The hosts which were serving DALL·E's Web Experience and the text-curie-001 API went offline. This was due to hosts not properly joining our Kubernetes cluster. The nodes didn't re-join the cluster due to timing issues of a particular GPU diagnostics command that exceeded a timeout. We do not have control over this timeout or boot script since this is managed by our service provider. This was not anticipated since this behavior is unique to a particular node type in a particular region. The nodes were being cycled as part of a planned Kubernetes version upgrade.
text-curie-001 was quickly moved to an unaffected node and service restored.
Due to the size of DALL·E's infrastructure and limited capacity, moving to healthy nodes was not an option. The resulting decrease in capacity degraded DALL·E service, as the request queue grew long enough that most requests timed out before image generations could be served.
During this incident, we introduced several levers for graceful load shedding in events where DALL·E receives more requests than it can support. To implement one of these levers, we ran a database migration. This migration stalled, had to be rolled back, and then retried due to unexpected row locks. During this time we were unable to serve DALL·E and this issue exacerbated our recovery time.

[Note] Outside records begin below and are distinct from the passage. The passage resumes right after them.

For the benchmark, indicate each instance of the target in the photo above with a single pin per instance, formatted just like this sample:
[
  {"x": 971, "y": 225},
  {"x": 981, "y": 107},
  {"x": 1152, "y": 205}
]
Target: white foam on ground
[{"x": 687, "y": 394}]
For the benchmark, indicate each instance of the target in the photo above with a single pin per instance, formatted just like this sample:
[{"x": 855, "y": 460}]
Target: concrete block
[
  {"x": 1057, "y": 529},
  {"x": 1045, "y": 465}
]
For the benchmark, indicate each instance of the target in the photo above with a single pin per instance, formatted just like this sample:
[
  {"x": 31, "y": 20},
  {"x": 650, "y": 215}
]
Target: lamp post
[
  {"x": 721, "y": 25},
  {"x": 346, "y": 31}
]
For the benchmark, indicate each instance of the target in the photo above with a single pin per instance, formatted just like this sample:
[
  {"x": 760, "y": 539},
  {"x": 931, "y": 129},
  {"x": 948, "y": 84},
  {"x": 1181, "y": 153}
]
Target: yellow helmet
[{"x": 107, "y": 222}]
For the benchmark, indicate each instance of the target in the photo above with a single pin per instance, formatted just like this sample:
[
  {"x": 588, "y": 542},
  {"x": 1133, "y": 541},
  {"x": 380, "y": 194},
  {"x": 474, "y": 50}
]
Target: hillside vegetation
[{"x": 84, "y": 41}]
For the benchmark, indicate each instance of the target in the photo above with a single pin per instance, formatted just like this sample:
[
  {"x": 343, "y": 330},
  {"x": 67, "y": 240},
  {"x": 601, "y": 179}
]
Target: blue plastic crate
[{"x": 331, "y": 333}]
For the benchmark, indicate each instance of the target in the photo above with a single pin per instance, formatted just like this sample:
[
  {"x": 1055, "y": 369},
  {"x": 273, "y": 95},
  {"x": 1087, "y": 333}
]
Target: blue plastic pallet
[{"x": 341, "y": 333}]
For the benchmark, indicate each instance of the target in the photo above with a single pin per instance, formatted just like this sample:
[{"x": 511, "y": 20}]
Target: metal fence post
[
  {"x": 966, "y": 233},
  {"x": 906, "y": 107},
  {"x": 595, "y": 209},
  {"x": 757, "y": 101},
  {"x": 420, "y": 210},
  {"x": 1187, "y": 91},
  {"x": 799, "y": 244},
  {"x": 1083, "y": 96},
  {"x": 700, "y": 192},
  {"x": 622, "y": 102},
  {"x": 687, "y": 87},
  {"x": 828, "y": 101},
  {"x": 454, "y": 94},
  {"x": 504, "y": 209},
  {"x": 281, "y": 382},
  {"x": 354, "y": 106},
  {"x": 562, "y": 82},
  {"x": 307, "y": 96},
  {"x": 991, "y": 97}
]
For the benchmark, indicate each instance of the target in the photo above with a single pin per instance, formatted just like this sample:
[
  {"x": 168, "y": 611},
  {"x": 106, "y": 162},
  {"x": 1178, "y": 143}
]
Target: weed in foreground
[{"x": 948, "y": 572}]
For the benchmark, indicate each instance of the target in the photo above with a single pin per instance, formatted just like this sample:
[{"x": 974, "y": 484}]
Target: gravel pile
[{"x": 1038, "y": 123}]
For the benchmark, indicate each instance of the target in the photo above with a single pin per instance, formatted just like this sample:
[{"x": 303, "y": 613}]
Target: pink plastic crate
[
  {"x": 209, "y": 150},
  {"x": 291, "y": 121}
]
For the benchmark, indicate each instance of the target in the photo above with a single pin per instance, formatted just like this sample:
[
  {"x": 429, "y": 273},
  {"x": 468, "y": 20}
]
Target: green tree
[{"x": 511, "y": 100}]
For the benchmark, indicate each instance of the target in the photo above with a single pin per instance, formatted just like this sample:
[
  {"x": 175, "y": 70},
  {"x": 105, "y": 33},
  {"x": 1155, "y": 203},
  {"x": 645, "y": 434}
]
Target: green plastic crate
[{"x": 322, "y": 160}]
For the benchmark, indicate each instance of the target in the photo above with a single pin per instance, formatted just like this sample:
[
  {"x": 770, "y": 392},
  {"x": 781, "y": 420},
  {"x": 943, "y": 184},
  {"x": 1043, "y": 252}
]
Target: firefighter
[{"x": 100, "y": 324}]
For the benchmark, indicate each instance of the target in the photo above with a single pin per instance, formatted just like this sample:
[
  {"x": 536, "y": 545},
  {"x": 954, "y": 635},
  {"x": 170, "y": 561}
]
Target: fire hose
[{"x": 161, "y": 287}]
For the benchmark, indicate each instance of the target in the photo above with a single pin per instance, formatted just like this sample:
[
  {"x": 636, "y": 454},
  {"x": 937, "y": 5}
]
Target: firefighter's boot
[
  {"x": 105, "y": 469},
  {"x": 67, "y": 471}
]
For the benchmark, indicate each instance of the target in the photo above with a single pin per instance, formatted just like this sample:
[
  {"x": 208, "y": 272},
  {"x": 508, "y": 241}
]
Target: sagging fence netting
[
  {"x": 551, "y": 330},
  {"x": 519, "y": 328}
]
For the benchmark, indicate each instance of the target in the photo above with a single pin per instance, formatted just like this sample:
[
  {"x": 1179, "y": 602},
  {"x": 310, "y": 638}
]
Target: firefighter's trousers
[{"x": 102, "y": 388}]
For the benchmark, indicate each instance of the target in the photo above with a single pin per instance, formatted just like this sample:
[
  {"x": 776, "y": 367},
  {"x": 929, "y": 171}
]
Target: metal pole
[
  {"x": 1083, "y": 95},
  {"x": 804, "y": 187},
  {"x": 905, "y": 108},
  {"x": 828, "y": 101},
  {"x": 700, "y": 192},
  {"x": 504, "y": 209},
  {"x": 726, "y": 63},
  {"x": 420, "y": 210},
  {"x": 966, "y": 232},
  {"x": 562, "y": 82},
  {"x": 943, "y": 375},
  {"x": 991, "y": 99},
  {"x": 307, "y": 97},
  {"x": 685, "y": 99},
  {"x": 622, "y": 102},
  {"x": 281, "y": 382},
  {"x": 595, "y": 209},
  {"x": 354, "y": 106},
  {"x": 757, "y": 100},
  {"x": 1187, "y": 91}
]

Moving forward, we are implementing additional levers for load shedding and investigating alternative means of serving greater numbers of requests, given capacity constraints. One such lever is rejecting all inbound requests when the request queue grows beyond a certain length, if the request would certainly time out before returning anyway. Additionally, we are reconfiguring our nodes to give us full control over boot-up scripts and adding new procedures to check for unexpected inconsistencies before full node cycles.